From: MATTHEW PAUL KUNDERT (mpkundert@students.wisc.edu)
Date: Sat Jan 10 2004 - 21:12:40 GMT
"Does Pirsig adequately support his notion that we have a 'sense of value'
analogous to the five traditional senses?"
Pirsig said in his SODV paper:
"The Metaphysics of Quality follows the empirical tradition here in saying
that the senses are the starting point of reality, but -- all importantly --
it includes a sense of value. Values are phenomena. To ignore them is to
misread the world. It says this sense of value, of liking or disliking, is a
primary sense that is a kind of gatekeeper for everything else an infant
learns."
Wim said:
Couldn't this quote be read as implying that the 'sense of value' is not
analogous to the five traditional senses, but 'primary', kind of summarizing
or abstracted from them? The 'gatekeeper' metaphor might suggest that the
'sense of value' has a separate and different role from other senses that
provide 'imput' for interpretation by the 'sense of value'. I wouldn't take
the metaphor too literally however.
I don't think this 'sense of value' is really separate from the five senses
(and I don't interpret Pirsig as stating that it is). It's merely an
analytical tool for describing how these five senses are working: through
them we only experience what has value.
Matt:
I think the quote can be read "as implying that the 'sense of value' is not
analogous to the five traditional senses, but 'primary.'" Interpreting the
passage this way is consistent with Pirsig's redescription of reality as
Quality. With a "sense of value" as primary, I take it this means that all
other senses evolve out of the original historically and in each
individual's case the five senses are simply five different kinds of a
"sense of value."
However, I think this (my preferred interpretation) is already stretching
the text a bit and I think Pirsig is far too ambiguous to say one way or the
other. The first three lines supply heavy weight for interpreting him as
saying that the sense of value _is_ separate from the five senses. The
fourth supplies a heavy gloss over the first three, towards Wim's
interpretation, but I don't think it is a clear cut gloss at all. Pirsig
says, "it includes a sense of value," which is hard to interpret any other
way than as an _addition_, not as a redescription. His next line is the
chopped, "Values are phenomena." This is more ambiguous than the first, but
if it were to read as a redescription, we would have to read the line as
"Values are what phenomena are." This, I think, is a more strained
interpretation than reading it as "Values are phenomena also." If we read
it this way, that makes values a separate commodity then other things
bouncing around reality. This would impl
y a sense of value as separate. In addition, if we read the second line
linearly with the first, with the first providing the gloss for the second,
the interpretation leans heavily towards reading it as the latter
(values-as-additional-phenomena), rather than the former
(values-as-phenomena). The third line then prompts us to gloss backwards to
the meaning of the second. "To ignore them is to misread the world."

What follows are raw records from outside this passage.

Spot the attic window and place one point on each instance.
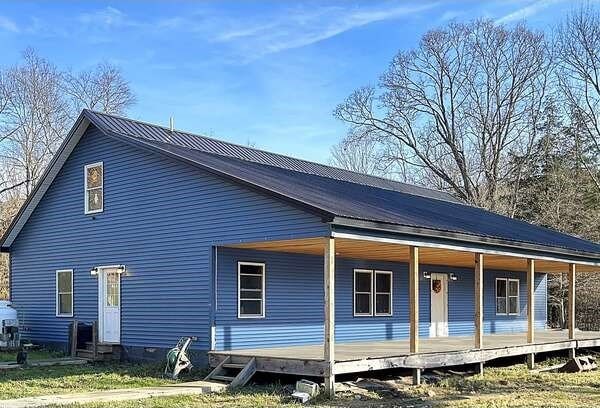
(94, 188)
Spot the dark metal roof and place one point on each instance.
(129, 127)
(340, 194)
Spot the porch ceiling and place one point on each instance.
(383, 251)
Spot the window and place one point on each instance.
(372, 293)
(383, 293)
(94, 188)
(64, 293)
(363, 292)
(507, 296)
(251, 290)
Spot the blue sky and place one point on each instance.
(265, 72)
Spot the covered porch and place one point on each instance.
(378, 355)
(417, 351)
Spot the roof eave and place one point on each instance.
(468, 240)
(61, 155)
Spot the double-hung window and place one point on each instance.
(94, 188)
(372, 293)
(507, 296)
(64, 293)
(251, 290)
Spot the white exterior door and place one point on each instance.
(109, 303)
(439, 305)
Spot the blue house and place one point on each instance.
(295, 266)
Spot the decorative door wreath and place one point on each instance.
(436, 285)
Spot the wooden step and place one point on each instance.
(102, 347)
(237, 366)
(244, 372)
(223, 378)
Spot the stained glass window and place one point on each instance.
(94, 188)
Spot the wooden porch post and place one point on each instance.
(571, 303)
(478, 301)
(329, 349)
(530, 309)
(413, 285)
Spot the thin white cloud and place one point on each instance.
(451, 15)
(7, 24)
(108, 16)
(300, 27)
(528, 11)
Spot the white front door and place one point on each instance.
(439, 305)
(109, 306)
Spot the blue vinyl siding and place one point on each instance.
(160, 219)
(294, 302)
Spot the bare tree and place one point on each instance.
(34, 120)
(103, 89)
(456, 107)
(38, 103)
(578, 45)
(360, 154)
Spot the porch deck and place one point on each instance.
(378, 355)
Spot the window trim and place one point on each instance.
(354, 293)
(57, 294)
(391, 293)
(85, 188)
(508, 296)
(264, 279)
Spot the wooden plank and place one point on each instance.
(74, 333)
(329, 344)
(45, 363)
(530, 301)
(95, 339)
(433, 360)
(244, 376)
(478, 301)
(413, 298)
(571, 301)
(292, 366)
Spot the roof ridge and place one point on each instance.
(327, 166)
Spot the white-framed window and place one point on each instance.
(251, 290)
(507, 296)
(64, 293)
(383, 293)
(94, 187)
(372, 292)
(363, 292)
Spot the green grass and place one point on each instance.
(497, 388)
(40, 354)
(35, 381)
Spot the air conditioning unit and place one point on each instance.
(9, 326)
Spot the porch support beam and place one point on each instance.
(478, 301)
(329, 336)
(571, 302)
(530, 310)
(413, 285)
(413, 300)
(530, 301)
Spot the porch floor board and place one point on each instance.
(433, 352)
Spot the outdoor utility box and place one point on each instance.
(309, 387)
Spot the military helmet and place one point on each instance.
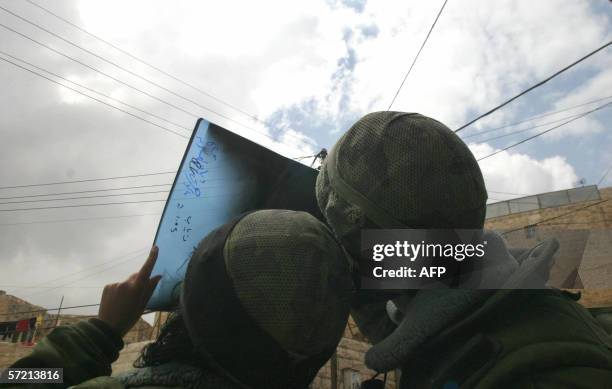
(266, 298)
(399, 170)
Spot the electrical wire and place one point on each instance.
(96, 99)
(531, 118)
(512, 133)
(79, 219)
(89, 275)
(118, 66)
(131, 86)
(96, 92)
(50, 309)
(82, 205)
(85, 197)
(96, 266)
(534, 86)
(175, 78)
(417, 55)
(89, 180)
(603, 177)
(546, 131)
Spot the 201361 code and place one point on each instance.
(32, 375)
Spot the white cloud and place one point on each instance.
(263, 57)
(513, 172)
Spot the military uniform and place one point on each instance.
(402, 170)
(264, 303)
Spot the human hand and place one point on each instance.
(123, 303)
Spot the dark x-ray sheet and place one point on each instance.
(221, 176)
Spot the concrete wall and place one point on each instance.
(586, 244)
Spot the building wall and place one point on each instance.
(584, 259)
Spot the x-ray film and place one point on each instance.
(221, 176)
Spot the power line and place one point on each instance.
(556, 217)
(546, 131)
(117, 65)
(93, 98)
(251, 116)
(526, 129)
(88, 276)
(89, 180)
(529, 119)
(96, 92)
(83, 191)
(192, 114)
(603, 177)
(82, 205)
(85, 197)
(510, 193)
(126, 70)
(79, 219)
(47, 287)
(98, 265)
(49, 309)
(533, 87)
(417, 55)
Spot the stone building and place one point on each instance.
(581, 218)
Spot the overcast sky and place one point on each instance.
(308, 69)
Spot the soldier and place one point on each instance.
(264, 304)
(405, 170)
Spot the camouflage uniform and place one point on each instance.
(399, 170)
(265, 301)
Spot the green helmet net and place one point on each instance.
(266, 298)
(399, 170)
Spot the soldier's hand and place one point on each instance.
(123, 303)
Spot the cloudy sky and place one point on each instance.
(299, 73)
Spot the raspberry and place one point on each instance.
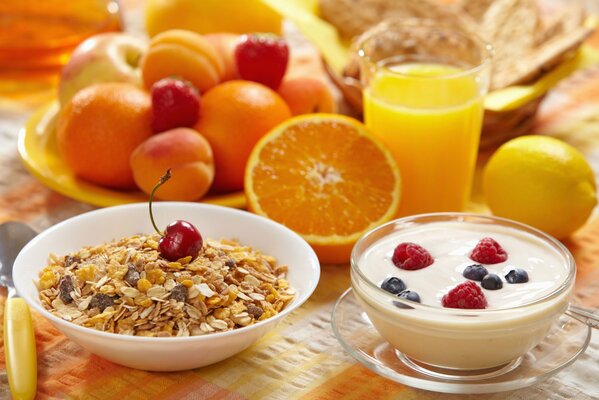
(175, 104)
(411, 256)
(488, 251)
(262, 58)
(465, 295)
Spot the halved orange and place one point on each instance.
(325, 177)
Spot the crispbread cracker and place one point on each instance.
(353, 17)
(571, 17)
(511, 25)
(476, 9)
(544, 57)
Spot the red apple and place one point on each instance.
(107, 57)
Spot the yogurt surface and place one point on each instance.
(450, 244)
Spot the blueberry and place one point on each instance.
(517, 276)
(410, 295)
(492, 282)
(475, 272)
(393, 285)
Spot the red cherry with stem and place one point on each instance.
(180, 238)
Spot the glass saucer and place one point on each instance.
(566, 341)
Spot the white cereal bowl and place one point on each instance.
(167, 353)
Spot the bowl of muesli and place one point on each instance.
(101, 279)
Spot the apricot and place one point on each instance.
(99, 128)
(182, 150)
(306, 95)
(225, 44)
(235, 115)
(185, 54)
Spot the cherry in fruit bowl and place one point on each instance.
(180, 238)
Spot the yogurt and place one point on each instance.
(517, 318)
(450, 244)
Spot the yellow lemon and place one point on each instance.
(209, 16)
(541, 181)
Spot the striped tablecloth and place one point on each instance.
(301, 358)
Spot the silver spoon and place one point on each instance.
(19, 339)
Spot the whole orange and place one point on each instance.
(234, 116)
(98, 130)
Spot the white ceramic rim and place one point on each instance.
(313, 259)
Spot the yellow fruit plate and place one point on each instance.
(38, 151)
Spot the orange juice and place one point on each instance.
(429, 116)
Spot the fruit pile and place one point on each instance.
(195, 104)
(465, 295)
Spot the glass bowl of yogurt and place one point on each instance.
(517, 316)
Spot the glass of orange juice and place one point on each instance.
(424, 85)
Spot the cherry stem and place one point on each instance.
(163, 179)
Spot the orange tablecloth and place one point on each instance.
(301, 358)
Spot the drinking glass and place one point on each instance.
(424, 85)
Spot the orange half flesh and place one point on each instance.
(325, 177)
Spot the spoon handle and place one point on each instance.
(19, 349)
(589, 316)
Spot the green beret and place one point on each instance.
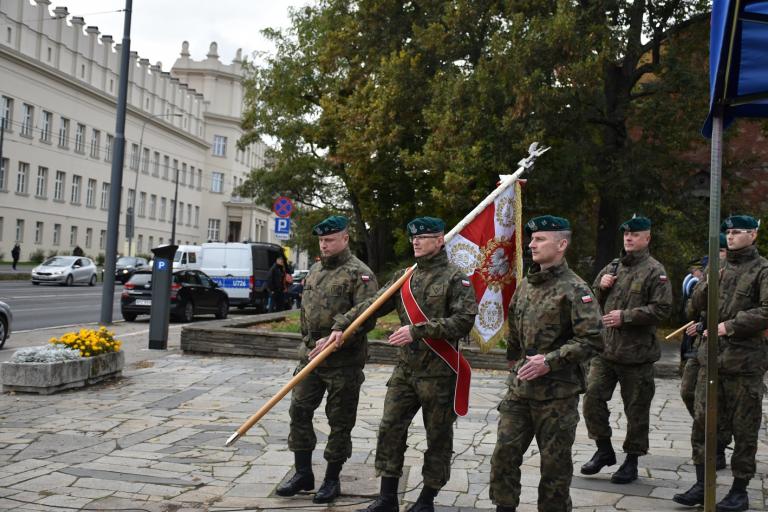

"Them" refers to "values" in the proceeding line and it steers us to
interpret that line as values-as-additional-phenomena. If values were the
sum total of reality, if it were used redescriptively, then it wouldn't be
possible to ignore them because you are everywhere and always in touch with
reality.
It would seem the major problem with reading this passage is ambiguity in
the way Pirsig uses the term "value," and I find this throughout his books
and throughout our writings on this forum. I think Pirsig uses "value" in
two ways, as synonymous with Quality, i.e. in its redescriptive, ubiquitous
sense, and in the more traditional sense of being synonymous with morals.
So, in answer to the topic question, "Does Pirsig adequately support his
notion that we have a 'sense of value' analogous to the five traditional
senses?" I think we have to answer in one of two ways: 1) "mu," because we
do not have a sense of value that is analogous to the other senses because
all Pirsig means is his redescription of reality or 2) no, because if we
have a "sense of value" analogous to our five senses then it would be
empirically testable as a physical section in our brains (like the other
five senses) and I severely doubt we find a section in our brain that senses
morals and can be developed or underdeveloped _physically_.
A corrollary of 1) is that we can still keep the sentiment of "Values are
phenomena," despite the fact that it clutters up this passage, when values
are synonymous with morals. I took the entire point of the Quality
redescription to be that values are as real as rocks.